Прежде всего он посетил развалины Палатина. Было восемь утра, на небе — ни облачка, когда Пьер вышел один из дома; он очутился у входа, на улице Сан-Теодоро, перед решеткой, по бокам которой расположились будки охраны. Один из сторожей тут же подошел и предложил аббату быть его провожатым. Священник предпочел бы побродить, как придет на ум, блуждая наугад и делая неожиданные открытия. Но ему неловко было отказать человеку, который с такой добродушной улыбкой, так любезно предлагал свои услуги, да к тому же очень чисто говорил по-французски. Этот коренастый человечек, на вид лет шестидесяти, с квадратным багровым лицом, которое пересекали внушительные белые усы, оказался бывшим солдатом.
— Если господин аббат пожелает, я могу проводить… Господин аббат, видать, француз. А я пьемонтец, французов знаю хорошо: был с ними под Сольферино. Да! Уж что там ни говори, а когда так побратались, этого не забудешь!.. Погодите-ка, вот сюда, направо.

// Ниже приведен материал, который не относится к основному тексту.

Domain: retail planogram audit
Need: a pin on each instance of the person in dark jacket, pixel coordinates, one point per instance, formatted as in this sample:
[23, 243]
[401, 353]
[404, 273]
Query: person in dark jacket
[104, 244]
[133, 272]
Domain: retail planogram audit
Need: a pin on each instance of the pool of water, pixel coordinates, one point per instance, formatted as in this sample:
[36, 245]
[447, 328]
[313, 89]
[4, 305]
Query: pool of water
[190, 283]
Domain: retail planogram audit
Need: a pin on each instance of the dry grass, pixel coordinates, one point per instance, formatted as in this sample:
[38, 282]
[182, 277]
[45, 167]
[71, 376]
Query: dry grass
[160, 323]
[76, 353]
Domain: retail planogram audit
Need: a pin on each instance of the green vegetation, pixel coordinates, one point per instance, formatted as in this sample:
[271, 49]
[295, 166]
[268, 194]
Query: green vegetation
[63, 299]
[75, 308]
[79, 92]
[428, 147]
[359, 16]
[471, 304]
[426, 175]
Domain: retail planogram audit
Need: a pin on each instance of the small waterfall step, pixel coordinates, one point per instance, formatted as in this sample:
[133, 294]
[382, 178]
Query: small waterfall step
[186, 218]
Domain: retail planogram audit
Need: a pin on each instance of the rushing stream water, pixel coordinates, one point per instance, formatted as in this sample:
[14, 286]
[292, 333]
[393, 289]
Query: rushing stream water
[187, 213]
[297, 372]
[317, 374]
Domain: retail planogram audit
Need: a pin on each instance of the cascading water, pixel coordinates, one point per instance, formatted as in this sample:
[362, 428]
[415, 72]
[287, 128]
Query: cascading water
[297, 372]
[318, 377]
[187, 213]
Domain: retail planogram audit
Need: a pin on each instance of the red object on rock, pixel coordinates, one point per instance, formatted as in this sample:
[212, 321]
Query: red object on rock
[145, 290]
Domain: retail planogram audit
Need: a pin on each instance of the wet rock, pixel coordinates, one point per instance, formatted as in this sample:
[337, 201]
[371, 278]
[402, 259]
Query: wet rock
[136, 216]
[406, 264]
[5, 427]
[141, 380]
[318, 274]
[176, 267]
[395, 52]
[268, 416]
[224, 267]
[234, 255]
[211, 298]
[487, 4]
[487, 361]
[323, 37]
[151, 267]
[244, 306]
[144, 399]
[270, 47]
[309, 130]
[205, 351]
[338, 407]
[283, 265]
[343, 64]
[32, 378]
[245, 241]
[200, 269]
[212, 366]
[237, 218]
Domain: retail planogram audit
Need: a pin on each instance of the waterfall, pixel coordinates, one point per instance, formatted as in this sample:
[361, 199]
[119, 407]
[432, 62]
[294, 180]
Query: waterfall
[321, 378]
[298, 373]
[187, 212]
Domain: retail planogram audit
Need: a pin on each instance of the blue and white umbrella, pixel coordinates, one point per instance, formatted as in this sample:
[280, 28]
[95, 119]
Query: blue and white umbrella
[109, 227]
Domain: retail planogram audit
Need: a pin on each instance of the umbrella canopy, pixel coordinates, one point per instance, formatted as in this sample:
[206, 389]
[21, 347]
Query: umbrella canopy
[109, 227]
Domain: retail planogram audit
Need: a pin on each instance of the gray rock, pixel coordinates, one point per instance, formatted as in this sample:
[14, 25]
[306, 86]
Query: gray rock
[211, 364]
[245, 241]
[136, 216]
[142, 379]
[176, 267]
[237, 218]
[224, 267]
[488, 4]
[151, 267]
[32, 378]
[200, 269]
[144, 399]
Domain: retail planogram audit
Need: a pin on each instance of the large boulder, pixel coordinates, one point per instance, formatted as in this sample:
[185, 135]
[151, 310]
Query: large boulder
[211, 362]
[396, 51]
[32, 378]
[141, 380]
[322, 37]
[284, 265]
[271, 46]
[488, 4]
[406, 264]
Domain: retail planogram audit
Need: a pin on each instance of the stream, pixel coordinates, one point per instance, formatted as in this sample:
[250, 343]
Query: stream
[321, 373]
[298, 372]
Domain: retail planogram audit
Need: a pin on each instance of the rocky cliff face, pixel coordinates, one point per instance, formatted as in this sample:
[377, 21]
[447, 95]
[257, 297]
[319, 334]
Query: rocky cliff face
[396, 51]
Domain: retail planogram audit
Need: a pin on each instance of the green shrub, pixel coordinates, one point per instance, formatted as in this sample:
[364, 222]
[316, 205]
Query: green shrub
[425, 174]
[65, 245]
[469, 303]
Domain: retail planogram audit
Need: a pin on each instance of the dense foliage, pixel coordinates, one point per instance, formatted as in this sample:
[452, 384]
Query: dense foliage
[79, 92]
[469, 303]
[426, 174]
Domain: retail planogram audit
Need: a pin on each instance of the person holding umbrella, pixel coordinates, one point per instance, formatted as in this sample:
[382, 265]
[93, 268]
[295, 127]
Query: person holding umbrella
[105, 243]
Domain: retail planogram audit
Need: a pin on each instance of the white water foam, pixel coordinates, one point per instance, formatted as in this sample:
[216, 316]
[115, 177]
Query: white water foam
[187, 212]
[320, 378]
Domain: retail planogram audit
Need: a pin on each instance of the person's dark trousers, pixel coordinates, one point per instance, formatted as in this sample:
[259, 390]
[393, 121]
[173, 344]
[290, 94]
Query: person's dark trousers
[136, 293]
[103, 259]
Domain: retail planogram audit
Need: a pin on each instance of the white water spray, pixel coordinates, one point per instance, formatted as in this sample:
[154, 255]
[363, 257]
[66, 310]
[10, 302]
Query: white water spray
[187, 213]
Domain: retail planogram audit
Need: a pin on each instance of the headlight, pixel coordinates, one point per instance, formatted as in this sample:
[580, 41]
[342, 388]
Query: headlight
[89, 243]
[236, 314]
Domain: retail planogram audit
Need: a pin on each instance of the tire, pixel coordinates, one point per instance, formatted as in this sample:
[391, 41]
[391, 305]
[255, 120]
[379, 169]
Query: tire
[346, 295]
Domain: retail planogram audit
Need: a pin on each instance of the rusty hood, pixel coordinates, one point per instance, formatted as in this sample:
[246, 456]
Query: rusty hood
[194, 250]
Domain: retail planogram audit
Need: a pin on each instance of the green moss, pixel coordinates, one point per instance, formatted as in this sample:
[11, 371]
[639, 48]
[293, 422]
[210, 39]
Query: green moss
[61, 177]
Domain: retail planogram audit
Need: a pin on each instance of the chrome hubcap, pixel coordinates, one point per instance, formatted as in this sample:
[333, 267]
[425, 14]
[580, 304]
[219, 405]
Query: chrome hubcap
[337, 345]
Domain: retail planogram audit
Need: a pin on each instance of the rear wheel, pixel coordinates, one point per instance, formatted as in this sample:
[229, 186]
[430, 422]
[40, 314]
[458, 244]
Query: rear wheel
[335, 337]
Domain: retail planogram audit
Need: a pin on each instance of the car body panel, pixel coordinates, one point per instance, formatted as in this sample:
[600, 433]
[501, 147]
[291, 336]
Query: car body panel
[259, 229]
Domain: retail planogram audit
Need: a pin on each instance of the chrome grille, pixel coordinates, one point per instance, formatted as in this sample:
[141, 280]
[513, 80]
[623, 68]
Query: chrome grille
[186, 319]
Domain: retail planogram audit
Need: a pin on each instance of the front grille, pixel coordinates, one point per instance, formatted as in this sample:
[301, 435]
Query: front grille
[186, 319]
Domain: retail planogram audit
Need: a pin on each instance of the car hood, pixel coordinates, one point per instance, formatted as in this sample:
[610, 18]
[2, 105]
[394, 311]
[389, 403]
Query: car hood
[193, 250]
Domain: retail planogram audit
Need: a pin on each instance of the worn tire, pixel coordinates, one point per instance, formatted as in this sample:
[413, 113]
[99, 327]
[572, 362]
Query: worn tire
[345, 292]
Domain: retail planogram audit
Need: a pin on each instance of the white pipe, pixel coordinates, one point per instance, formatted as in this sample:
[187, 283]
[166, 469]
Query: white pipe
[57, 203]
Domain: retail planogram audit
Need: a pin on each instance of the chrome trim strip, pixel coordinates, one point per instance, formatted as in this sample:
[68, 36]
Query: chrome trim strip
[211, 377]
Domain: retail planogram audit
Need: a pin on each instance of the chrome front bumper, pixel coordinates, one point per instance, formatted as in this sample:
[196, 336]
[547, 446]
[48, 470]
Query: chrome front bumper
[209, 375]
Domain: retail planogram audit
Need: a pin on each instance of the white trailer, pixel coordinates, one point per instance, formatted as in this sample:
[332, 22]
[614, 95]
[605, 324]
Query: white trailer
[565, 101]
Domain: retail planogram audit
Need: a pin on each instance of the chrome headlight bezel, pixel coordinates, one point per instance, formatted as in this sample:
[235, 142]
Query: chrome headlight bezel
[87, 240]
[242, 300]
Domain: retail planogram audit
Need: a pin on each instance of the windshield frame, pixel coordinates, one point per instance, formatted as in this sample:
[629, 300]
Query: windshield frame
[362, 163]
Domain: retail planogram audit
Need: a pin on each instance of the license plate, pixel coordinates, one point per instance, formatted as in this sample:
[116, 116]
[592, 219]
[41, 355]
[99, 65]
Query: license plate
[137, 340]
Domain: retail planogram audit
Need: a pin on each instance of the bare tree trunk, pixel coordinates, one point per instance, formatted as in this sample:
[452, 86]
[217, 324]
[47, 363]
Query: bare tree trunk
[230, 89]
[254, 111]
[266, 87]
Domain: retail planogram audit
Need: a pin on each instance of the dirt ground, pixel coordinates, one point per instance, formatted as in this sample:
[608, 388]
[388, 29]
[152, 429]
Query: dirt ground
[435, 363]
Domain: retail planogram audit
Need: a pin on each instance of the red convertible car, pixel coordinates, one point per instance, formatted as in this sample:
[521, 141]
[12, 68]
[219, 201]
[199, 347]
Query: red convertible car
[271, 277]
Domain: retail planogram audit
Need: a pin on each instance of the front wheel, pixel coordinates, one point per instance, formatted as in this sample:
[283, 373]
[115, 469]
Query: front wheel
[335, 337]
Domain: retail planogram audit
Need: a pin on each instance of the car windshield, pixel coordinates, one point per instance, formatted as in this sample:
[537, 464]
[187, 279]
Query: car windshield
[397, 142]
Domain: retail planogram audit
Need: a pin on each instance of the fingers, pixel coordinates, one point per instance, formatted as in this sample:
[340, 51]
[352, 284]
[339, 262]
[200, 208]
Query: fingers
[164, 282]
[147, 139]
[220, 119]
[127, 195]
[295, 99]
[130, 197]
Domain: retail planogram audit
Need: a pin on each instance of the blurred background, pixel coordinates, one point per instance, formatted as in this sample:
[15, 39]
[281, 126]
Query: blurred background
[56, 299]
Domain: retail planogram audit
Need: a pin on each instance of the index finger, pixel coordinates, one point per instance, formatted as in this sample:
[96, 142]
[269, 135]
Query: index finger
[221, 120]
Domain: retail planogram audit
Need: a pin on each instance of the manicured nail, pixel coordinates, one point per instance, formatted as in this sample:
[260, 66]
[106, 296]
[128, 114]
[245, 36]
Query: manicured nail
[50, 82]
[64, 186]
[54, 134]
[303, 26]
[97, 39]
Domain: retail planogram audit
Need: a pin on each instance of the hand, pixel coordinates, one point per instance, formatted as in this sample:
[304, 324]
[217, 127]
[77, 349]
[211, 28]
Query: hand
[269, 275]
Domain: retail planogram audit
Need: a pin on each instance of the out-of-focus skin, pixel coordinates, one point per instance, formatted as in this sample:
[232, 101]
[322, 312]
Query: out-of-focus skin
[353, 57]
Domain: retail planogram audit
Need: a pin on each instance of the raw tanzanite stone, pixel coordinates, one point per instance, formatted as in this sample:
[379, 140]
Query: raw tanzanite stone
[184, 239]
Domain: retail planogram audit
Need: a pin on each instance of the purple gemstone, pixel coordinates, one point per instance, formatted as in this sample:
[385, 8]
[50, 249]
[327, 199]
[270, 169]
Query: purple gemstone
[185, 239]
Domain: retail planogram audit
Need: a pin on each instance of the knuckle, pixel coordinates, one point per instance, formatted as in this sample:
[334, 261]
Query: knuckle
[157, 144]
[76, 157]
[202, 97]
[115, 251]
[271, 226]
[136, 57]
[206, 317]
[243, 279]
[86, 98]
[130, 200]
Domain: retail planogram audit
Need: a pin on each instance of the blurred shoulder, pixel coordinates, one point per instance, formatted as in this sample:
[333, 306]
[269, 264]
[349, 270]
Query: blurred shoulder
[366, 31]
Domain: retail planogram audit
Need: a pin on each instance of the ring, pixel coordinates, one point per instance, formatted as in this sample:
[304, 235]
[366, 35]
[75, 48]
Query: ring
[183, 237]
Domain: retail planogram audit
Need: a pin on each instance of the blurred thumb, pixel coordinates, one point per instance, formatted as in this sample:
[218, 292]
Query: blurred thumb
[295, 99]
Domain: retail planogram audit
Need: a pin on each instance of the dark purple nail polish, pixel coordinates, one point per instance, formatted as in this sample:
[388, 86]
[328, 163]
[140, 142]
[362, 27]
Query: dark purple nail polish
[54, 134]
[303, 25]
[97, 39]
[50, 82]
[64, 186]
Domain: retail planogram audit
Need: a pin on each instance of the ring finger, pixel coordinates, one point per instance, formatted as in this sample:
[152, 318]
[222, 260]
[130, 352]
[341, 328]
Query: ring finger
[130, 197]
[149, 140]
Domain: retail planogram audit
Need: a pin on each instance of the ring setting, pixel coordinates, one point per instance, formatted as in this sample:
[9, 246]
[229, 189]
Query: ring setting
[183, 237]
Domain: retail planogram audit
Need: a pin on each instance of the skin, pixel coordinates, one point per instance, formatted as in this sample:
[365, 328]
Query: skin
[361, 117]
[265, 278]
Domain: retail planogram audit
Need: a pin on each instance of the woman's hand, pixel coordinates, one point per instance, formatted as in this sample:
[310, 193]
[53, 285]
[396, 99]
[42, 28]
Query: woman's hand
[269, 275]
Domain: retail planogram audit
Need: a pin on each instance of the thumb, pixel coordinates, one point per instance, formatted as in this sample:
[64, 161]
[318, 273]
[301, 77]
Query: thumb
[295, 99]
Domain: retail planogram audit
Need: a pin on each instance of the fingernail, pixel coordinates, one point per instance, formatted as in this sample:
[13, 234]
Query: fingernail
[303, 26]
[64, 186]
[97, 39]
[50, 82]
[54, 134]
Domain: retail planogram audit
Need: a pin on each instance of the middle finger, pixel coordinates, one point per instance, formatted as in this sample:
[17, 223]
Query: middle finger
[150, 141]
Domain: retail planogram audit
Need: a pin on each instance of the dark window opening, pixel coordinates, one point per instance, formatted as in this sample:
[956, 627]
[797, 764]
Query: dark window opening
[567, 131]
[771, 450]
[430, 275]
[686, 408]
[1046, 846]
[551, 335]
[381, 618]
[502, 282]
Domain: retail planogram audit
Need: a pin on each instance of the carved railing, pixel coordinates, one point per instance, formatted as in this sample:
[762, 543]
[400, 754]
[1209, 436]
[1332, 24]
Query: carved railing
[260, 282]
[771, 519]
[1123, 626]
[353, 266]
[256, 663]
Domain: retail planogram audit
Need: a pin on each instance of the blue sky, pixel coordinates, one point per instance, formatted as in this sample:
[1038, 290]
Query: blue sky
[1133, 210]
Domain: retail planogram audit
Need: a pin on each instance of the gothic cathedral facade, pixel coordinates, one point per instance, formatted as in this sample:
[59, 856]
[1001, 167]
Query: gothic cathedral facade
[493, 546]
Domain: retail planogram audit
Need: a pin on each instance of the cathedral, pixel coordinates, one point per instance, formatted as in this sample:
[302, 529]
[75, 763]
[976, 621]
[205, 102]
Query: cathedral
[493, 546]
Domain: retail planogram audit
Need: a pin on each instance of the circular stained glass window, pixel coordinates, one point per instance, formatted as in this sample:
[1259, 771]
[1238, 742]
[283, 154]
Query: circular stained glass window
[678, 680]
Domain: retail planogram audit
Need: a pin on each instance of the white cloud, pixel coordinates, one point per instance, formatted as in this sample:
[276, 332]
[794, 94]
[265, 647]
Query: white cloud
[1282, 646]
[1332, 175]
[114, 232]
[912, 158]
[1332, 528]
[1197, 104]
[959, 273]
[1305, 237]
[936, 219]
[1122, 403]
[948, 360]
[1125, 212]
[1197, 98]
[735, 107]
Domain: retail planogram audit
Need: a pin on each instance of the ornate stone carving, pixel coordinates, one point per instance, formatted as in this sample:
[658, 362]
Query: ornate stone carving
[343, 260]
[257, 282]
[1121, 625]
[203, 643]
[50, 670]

Подняв глаза, Пьер увидел вереницу кипарисов, окаймляющих Палатинское плато со стороны Тибра; он уже заметил их, когда в день приезда любовался городом с высоты Яникульского холма. Резкая зелень кипарисов, окутанная нежной голубизной воздуха, темной бахромой окружала плато. И ничего, кроме этих деревьев, только голый, опустошенный склон, грязно-серый от пыли; то тут, то там среди редкого кустарника выступали из земли развалины древних стен. Полнейший разгром, места раскопок, наводящие уныние, как пятна проказы, и способные вдохновить одних лишь ученых.